Risonanza Cinese,  organizzata dal gruppo Arthemisia, è volta a consolidare il rapporto con l’Ufficio Culturale dell’Ambasciata della Repubblica Popolare Cinese in Italia. A Roma – per la prima volta saranno esposti in una mostra corale i dipinti di alcuni tra i maggiori pittori cinesi contemporanei.

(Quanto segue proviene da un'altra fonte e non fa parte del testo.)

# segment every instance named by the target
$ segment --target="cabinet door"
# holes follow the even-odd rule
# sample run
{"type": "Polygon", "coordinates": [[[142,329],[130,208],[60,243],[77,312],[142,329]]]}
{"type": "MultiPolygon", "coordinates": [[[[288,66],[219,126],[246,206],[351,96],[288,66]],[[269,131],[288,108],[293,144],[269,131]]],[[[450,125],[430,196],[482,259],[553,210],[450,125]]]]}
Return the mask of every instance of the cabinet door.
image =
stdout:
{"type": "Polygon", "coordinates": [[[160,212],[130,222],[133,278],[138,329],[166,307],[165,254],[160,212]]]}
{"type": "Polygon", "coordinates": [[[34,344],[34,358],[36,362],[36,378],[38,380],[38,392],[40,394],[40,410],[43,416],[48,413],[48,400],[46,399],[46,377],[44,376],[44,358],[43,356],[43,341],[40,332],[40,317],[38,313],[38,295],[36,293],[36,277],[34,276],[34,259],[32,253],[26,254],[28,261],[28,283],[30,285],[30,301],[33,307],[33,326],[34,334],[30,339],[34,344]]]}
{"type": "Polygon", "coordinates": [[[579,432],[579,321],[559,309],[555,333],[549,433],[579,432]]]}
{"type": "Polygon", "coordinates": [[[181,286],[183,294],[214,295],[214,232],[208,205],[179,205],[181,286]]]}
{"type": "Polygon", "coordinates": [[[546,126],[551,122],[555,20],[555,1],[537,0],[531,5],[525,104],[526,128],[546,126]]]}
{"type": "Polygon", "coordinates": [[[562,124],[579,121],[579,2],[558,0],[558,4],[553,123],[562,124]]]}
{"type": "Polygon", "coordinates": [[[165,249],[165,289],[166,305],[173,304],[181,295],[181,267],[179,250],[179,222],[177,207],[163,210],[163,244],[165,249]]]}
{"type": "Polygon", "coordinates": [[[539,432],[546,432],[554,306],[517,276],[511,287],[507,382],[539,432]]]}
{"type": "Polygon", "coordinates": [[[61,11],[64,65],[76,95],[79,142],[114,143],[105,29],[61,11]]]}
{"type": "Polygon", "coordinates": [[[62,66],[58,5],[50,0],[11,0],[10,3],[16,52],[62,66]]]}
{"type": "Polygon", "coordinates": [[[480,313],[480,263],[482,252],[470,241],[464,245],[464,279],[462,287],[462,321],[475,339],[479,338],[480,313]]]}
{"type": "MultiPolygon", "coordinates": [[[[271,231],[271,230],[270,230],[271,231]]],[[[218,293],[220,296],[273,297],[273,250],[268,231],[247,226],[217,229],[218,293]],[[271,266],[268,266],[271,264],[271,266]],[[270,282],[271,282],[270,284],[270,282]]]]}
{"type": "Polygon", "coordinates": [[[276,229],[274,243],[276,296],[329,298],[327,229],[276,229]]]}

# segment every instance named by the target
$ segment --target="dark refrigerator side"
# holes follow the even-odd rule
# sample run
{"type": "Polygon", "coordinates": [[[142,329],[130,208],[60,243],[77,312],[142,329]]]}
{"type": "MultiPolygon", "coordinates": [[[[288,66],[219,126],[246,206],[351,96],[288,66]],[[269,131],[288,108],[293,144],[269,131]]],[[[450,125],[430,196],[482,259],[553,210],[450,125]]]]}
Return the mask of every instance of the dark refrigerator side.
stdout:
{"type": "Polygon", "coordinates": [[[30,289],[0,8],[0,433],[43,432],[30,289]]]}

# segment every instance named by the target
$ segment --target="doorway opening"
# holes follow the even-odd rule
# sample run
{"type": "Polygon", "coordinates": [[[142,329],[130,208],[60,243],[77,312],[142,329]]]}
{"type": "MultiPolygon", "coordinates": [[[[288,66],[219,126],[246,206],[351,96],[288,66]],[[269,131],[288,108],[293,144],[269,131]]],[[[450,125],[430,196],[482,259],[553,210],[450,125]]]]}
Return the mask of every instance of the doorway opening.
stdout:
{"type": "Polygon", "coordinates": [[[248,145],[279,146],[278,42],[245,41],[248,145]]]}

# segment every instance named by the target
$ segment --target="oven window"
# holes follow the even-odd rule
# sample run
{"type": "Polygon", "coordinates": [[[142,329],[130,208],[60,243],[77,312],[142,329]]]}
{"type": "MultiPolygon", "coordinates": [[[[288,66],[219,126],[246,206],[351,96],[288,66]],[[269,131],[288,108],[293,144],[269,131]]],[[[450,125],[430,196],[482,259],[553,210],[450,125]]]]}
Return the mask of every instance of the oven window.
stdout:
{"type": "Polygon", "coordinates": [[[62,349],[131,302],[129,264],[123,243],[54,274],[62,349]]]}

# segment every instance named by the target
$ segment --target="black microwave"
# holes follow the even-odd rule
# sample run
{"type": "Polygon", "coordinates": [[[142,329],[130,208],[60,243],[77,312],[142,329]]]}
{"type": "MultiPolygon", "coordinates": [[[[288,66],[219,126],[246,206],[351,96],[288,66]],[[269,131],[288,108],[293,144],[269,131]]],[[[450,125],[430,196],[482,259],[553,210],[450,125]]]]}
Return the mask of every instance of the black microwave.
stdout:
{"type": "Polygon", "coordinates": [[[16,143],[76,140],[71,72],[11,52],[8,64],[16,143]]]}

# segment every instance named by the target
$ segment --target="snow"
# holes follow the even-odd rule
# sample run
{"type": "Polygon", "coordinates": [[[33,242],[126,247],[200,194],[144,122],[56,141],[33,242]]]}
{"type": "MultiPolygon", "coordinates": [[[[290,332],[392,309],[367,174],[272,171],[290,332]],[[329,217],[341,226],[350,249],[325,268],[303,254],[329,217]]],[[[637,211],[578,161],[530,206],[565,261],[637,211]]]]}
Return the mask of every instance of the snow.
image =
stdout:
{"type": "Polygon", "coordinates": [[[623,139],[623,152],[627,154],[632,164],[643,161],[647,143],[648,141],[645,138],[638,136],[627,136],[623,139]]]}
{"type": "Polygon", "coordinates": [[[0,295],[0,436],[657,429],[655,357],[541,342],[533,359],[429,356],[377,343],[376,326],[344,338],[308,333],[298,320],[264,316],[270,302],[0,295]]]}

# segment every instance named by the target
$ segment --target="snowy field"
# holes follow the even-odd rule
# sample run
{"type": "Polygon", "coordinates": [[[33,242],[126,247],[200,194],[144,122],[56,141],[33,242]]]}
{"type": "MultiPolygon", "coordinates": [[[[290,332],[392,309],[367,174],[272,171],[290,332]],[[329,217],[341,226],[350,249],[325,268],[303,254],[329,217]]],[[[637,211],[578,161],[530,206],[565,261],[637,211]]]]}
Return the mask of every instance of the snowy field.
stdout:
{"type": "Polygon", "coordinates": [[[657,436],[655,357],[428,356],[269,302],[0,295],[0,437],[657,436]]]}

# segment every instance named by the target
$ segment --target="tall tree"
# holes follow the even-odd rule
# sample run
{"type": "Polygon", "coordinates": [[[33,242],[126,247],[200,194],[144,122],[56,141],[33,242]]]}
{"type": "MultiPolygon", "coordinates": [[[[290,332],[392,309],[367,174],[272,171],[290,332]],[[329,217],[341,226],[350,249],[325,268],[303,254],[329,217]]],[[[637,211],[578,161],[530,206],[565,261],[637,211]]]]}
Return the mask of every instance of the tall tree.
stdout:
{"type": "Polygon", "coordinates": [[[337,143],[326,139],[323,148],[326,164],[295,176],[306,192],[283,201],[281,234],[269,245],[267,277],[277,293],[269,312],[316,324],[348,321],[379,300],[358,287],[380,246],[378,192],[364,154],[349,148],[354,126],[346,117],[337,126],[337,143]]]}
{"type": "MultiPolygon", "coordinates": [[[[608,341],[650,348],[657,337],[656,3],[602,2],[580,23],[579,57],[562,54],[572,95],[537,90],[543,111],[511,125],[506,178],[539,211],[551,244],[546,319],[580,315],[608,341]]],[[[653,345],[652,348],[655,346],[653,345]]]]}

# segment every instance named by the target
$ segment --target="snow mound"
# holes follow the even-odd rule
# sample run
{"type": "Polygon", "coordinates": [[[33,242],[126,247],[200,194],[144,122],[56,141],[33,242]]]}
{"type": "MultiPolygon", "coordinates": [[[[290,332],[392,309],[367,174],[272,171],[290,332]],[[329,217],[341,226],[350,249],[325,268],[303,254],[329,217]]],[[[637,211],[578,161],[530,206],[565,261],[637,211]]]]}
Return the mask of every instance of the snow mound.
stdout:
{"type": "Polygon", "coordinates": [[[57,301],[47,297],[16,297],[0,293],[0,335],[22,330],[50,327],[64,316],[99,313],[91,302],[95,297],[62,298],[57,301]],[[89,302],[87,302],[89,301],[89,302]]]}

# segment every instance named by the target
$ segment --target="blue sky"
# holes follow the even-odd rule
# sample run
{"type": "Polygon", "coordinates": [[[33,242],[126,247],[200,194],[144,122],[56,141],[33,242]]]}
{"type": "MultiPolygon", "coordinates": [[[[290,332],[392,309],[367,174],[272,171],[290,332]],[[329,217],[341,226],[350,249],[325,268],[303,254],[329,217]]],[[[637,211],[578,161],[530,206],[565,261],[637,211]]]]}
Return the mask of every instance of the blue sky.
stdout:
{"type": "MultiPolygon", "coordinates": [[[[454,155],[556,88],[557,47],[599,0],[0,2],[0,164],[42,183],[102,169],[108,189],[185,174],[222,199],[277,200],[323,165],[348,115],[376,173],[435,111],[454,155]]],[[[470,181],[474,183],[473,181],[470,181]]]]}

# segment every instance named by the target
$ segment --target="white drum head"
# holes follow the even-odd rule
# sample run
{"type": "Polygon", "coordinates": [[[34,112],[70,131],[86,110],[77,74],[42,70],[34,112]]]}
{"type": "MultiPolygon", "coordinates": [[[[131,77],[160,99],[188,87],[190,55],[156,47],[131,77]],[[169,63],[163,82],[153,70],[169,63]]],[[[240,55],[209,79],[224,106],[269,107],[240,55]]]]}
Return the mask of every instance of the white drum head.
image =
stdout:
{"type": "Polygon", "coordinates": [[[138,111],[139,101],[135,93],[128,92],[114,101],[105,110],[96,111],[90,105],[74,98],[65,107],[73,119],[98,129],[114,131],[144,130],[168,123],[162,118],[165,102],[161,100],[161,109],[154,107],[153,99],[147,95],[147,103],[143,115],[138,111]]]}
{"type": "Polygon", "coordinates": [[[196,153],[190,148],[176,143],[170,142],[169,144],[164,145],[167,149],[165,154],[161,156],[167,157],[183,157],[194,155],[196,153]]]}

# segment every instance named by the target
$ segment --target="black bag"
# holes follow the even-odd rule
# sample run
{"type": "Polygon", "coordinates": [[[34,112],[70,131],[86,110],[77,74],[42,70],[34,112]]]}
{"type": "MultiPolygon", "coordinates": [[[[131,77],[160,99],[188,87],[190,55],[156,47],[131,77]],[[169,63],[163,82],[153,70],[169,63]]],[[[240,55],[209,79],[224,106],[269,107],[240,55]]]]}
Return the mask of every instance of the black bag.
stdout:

“Le ombre dei fiori di loto” (2015) opera di Bai Yuping.
(Tutte le foto sono dell’autore)

L’intento della mostra  è quello di esplicare attraverso le atmosfere perturbanti dei dipinti (avvolti rigorosamente nel Chinese Red delle sale) lo stretto rapporto tra L’arte orientale e l’arte occidentale e la forte influenza di quest’ultima sulla prima. Il fil rouge  è la pittura  ad olio che, da sinonimo di Occidente (come afferma Claudio Strinati, uno dei curatori della mostra) diventa il legante ed il legame tra le due culture pittoriche.

Nei dipinti che si susseguono ritroviamo le citazioni dei più grandi maestri dell’arte europea. Il misterioso uomo sulla porta del famoso dipinto Las Meninas di Diego Velázquez che notiamo sullo sfondo dell’opera La Lontananza (2013) di Yan Ping. Il Giardiniere di Vincent van Gogh ripreso in chiave contemporanea nel protagonista di Rugiada Fredda (2008) di Cao Xinlin.

Particolare dell’opera “La Lontananza” (2013) di Yan Ping.

“La Rugiada Fredda” (2008) opera di Cao Xinlin.

E poi citazioni dell’espressionismo astratto statunitense come nell’opera Loto e Fango (2010) Di Yan Zhenduo. Nel dipinto le forti pennellate ritmiche evidenziano l’eterna lotta dell’umano per emergere dall’oscurità da cui nasce, attraverso la metafora del fiore di loto.

“Loto e Fango” (2010) opera di Yan Zhenduo.

La mostra è  imperdibile per lo stupore perturbante che deriva dal modo in cui queste citazioni sono rielaborate con un’unicità e una vivacità incredibili.

Sulle tele è trasportato un mondo ricco di suggestioni comuni e quotidiane che divengono particolare sospeso attraverso una poetica nettamente orientale. Concorrono a creare questa atmosfera gli stessi titoli dei dipinti, simbolici e diretti allo stesso tempo. La Mostra Risonanza Cinese ci trasporta senza troppe pretese in una realtà in cui l’umano é pervaso dall’immanenza dell’essenze invisibili dell’universo.